Into Starnap, then, Kelly had fed every scrap of information he could find or remember about everybody he’d ever known at all well. There weren’t that many, given Kelly’s personality, but from the data presented it Starnap had at last produced two names. These two, Starnap had reported, not only had special qualifications and talents which would make them valuable members of the team, but also their personalities and histories were such that they were very likely to fall in with the sort of scheme Kelly had in mind.

Kelly had been out of touch with both prospects for some time, but they hadn’t been hard to track down, and he had been heartened to see that neither seemed to be doing very well for himself. Following Starnap’s plan for making contact he had sent letters to them both, containing a plane ticket and a twenty-dollar bill. The letters, which weren’t signed, had stated merely that there might be profit if the recipient were to come to a meeting at such and such a place at such and such a time, airline ticket and expense money enclosed. The implication was of something shady, which meant that if either or both did show up they were probably already half-committed to an illegal consequence.
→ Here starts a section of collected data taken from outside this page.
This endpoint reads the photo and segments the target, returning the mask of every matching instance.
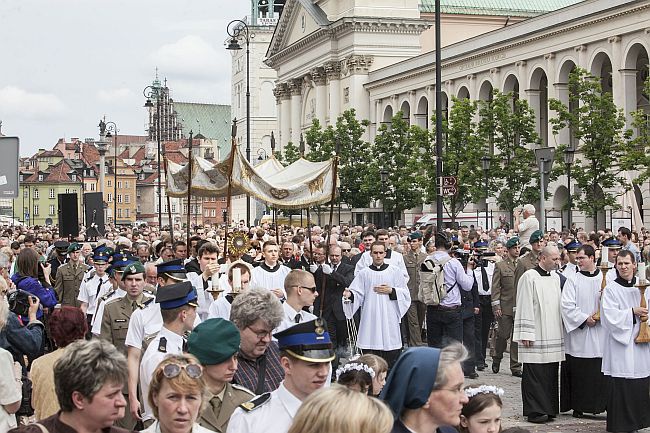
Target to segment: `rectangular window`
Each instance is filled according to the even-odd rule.
[[[186,204],[183,205],[183,213],[184,213],[184,214],[187,213],[187,205],[186,205]]]
[[[131,196],[129,194],[124,194],[124,203],[131,203]]]
[[[32,194],[33,198],[38,198],[38,188],[34,188],[34,193]]]
[[[165,203],[164,209],[165,209],[165,213],[169,212],[169,210],[168,210],[169,208],[167,207],[167,203]]]
[[[73,182],[77,181],[77,175],[76,174],[71,174],[70,179],[72,179]]]
[[[175,204],[172,205],[172,213],[176,213],[176,205]]]
[[[50,198],[55,198],[54,197],[54,188],[50,188]]]
[[[129,188],[129,181],[128,180],[124,181],[124,188],[126,188],[126,189]]]
[[[117,181],[117,188],[122,189],[122,181],[121,180]]]
[[[42,174],[39,174],[39,175],[38,175],[38,181],[39,181],[39,182],[43,182],[43,175],[42,175]]]
[[[205,216],[209,217],[210,216],[210,211],[208,209],[205,210]]]
[[[210,209],[210,216],[211,217],[216,217],[217,216],[217,210],[216,209]]]
[[[94,183],[91,183],[91,184],[90,184],[90,190],[91,190],[91,191],[94,191],[94,190],[95,190],[95,184],[94,184]]]
[[[108,179],[108,180],[106,181],[106,186],[112,186],[112,183],[111,183],[111,180],[110,180],[110,179]]]
[[[108,193],[108,199],[107,199],[106,201],[108,201],[109,203],[112,203],[112,202],[113,202],[113,194],[111,194],[111,193],[109,192],[109,193]]]
[[[122,209],[121,208],[117,208],[117,217],[122,218]]]
[[[126,212],[125,218],[128,218],[129,215],[131,215],[131,210],[130,209],[124,209],[124,212]]]
[[[135,191],[135,196],[136,196],[137,198],[142,197],[142,191],[140,191],[139,189],[136,190],[136,191]]]
[[[136,209],[136,212],[137,212],[137,213],[142,212],[142,209],[140,208],[140,205],[138,205],[138,207],[137,207],[137,209]]]
[[[122,203],[122,194],[117,195],[117,202]]]
[[[54,215],[54,205],[50,205],[50,215]]]
[[[34,216],[38,216],[38,205],[34,205]]]
[[[25,198],[29,197],[29,190],[27,188],[23,189],[23,197]]]

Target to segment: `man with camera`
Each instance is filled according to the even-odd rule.
[[[496,254],[493,251],[488,251],[488,243],[483,241],[474,244],[474,251],[476,267],[473,271],[473,277],[478,288],[479,298],[479,313],[475,317],[474,322],[474,354],[476,369],[483,371],[487,367],[487,364],[485,363],[485,351],[487,349],[490,327],[492,326],[492,322],[494,322],[491,290]]]

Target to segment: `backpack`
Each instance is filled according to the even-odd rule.
[[[420,302],[426,305],[439,305],[445,299],[447,293],[454,288],[445,286],[444,266],[451,260],[451,257],[445,257],[442,260],[426,259],[420,265],[420,287],[418,288],[418,297]]]

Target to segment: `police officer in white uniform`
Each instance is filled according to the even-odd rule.
[[[94,269],[84,276],[84,280],[79,287],[79,296],[77,300],[81,302],[81,311],[86,313],[88,327],[93,323],[93,315],[97,311],[98,301],[102,296],[113,290],[113,283],[106,274],[108,259],[112,251],[110,248],[100,245],[95,248],[93,253]]]
[[[274,337],[284,380],[275,391],[239,405],[227,433],[286,433],[302,402],[327,383],[334,350],[323,319],[299,323]]]

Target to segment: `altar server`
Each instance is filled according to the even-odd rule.
[[[352,319],[361,308],[357,345],[364,353],[379,355],[389,368],[402,349],[400,321],[411,305],[411,295],[400,268],[384,263],[386,246],[370,247],[372,265],[363,268],[343,292],[343,312]],[[351,301],[351,302],[350,302]]]
[[[650,426],[650,343],[635,343],[641,308],[634,254],[623,250],[616,257],[618,277],[603,292],[601,320],[607,331],[603,350],[603,373],[611,376],[607,399],[607,431],[631,432]],[[645,272],[645,271],[644,271]],[[650,291],[645,292],[646,303]],[[647,304],[646,304],[647,305]]]
[[[253,269],[252,282],[255,287],[272,291],[278,298],[285,298],[284,279],[291,272],[288,266],[278,262],[280,249],[274,240],[264,242],[262,247],[264,261]]]
[[[517,284],[517,311],[513,341],[519,343],[524,365],[521,394],[524,416],[544,423],[559,412],[559,362],[564,361],[560,308],[560,264],[557,247],[546,246],[539,264],[526,271]]]
[[[580,268],[562,289],[562,321],[566,334],[560,379],[560,412],[573,409],[573,416],[605,411],[609,378],[602,374],[605,330],[594,314],[600,306],[603,276],[596,267],[596,252],[591,245],[578,248]]]

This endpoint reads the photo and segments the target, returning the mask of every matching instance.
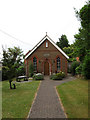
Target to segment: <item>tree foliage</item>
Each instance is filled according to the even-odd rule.
[[[68,42],[67,36],[66,35],[62,35],[61,38],[59,38],[59,42],[57,42],[56,45],[58,47],[60,47],[61,49],[63,49],[64,47],[68,47],[69,46],[69,42]]]
[[[81,22],[79,33],[75,37],[75,54],[79,56],[81,67],[76,68],[76,71],[90,78],[90,1],[87,2],[80,11],[76,11],[76,15]]]
[[[90,54],[86,55],[84,58],[82,74],[86,79],[90,79]]]
[[[68,47],[64,47],[63,51],[69,56],[69,61],[73,61],[73,57],[74,57],[74,45],[71,44]]]
[[[71,73],[72,75],[74,76],[76,74],[76,68],[79,66],[79,62],[77,61],[74,61],[72,62],[72,65],[71,65]]]
[[[77,17],[81,22],[79,33],[75,37],[75,53],[83,61],[84,57],[90,51],[90,4],[89,2],[84,5],[81,10],[76,11]]]
[[[82,64],[80,64],[78,67],[75,69],[76,74],[81,75],[82,74]]]
[[[2,59],[2,79],[11,80],[13,77],[23,73],[23,52],[19,47],[8,48],[6,51],[3,49],[3,59]],[[21,70],[21,72],[20,72]]]

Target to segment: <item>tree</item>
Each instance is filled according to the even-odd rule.
[[[68,42],[67,36],[66,35],[62,35],[61,38],[59,38],[59,42],[57,42],[56,45],[58,47],[60,47],[61,49],[63,49],[64,47],[68,47],[69,46],[69,42]]]
[[[13,77],[16,77],[18,75],[18,68],[20,66],[24,68],[22,59],[23,51],[19,47],[8,48],[7,51],[3,49],[3,80],[9,79],[9,81],[11,81]]]
[[[82,74],[86,79],[90,79],[90,54],[86,55],[84,58]]]
[[[74,36],[75,54],[80,57],[82,74],[85,78],[90,78],[90,2],[87,2],[79,12],[76,11],[76,15],[81,22],[81,28]]]
[[[79,33],[75,37],[75,53],[83,61],[85,56],[90,51],[90,2],[87,2],[81,10],[76,11],[76,15],[81,22]]]
[[[83,29],[79,29],[79,33],[74,35],[75,37],[75,55],[79,56],[80,61],[82,62],[84,60],[85,55],[87,54],[87,43],[85,42],[85,37],[83,34]]]
[[[63,51],[69,56],[69,60],[72,61],[74,57],[74,45],[71,44],[68,47],[64,47]]]

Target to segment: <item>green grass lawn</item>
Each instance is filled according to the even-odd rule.
[[[88,80],[63,83],[57,91],[68,118],[88,118]]]
[[[16,89],[9,89],[9,82],[2,82],[2,117],[26,118],[40,81],[16,83]]]

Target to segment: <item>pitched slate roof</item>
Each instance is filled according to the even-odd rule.
[[[36,46],[25,56],[25,59],[27,59],[45,40],[48,40],[50,43],[52,43],[58,51],[60,51],[67,59],[69,59],[69,57],[65,54],[65,52],[63,52],[57,45],[56,43],[46,34],[45,37],[40,40]]]

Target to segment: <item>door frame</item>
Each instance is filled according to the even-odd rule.
[[[45,66],[45,65],[48,65],[48,68],[47,68],[47,66]],[[47,70],[46,70],[47,69]],[[45,71],[46,70],[46,71]],[[44,75],[49,75],[49,71],[50,71],[50,69],[49,69],[49,62],[48,61],[45,61],[44,62]],[[47,74],[46,74],[47,73]]]
[[[45,59],[45,60],[44,60],[44,64],[43,64],[43,73],[44,73],[44,75],[45,75],[45,71],[44,71],[44,70],[45,70],[45,68],[44,68],[45,66],[44,66],[44,65],[45,65],[45,62],[46,62],[46,61],[47,61],[48,64],[49,64],[49,75],[51,75],[51,69],[52,69],[51,67],[52,67],[52,66],[51,66],[50,60],[48,60],[48,59]]]

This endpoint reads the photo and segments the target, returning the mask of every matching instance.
And now was the day. If they were coming, they would be here at one o’clock. Kelly, sitting in reverie before Starnap, found himself wishing the planning stage could go on and on, that the actual recruiting of personnel, performing of the crime, could be forestalled indefinitely. The fun part, he was beginning to realize, was over.

A voice remarkably like that of Charles Laughton abruptly broke into his thoughts, calling from up on deck, “Mis-tah Chris-tian!”

“That’s Frank,” Kelly told Starnap, getting to his feet and looking at his watch. Five minutes to one. He’d been mooning down here almost an hour.

With a last look at Starnap, wishing he’d built a voice box into the machine so it could have taken over this interview itself now, Kelly switched off the light and went out to the main cabin, shutting the door behind him. He went over to the stairs and called, “Down here.”

The young man who came trotting down the steps was Kelly’s age and height, but there the similarity ended. Frank was blond, open-faced, cheerful and somewhat stocky of build. He was wearing brown loafers, tan slacks, a short-sleeved white shirt open at the throat, and wrap-around sunglasses with white rims. He removed these glasses when he reached the foot of the stairs and said, “Kelly! You’re the one?”

“I’m the one,” Kelly said. Nervousness made him short of words.

Frank stuck his hand out, saying, “It’s been a while, Kelly. The last time I heard from you was when you wanted to sell the comics. You get rid of them?”

“Yes. Eventually.”

“I would have liked to help you out,” Frank said, “but I’ve been out of that business for a long while now.” He no longer sounded at all like Charles Laughton.

“I know.”

Frank looked around the cabin. “This your boat? It looks good.”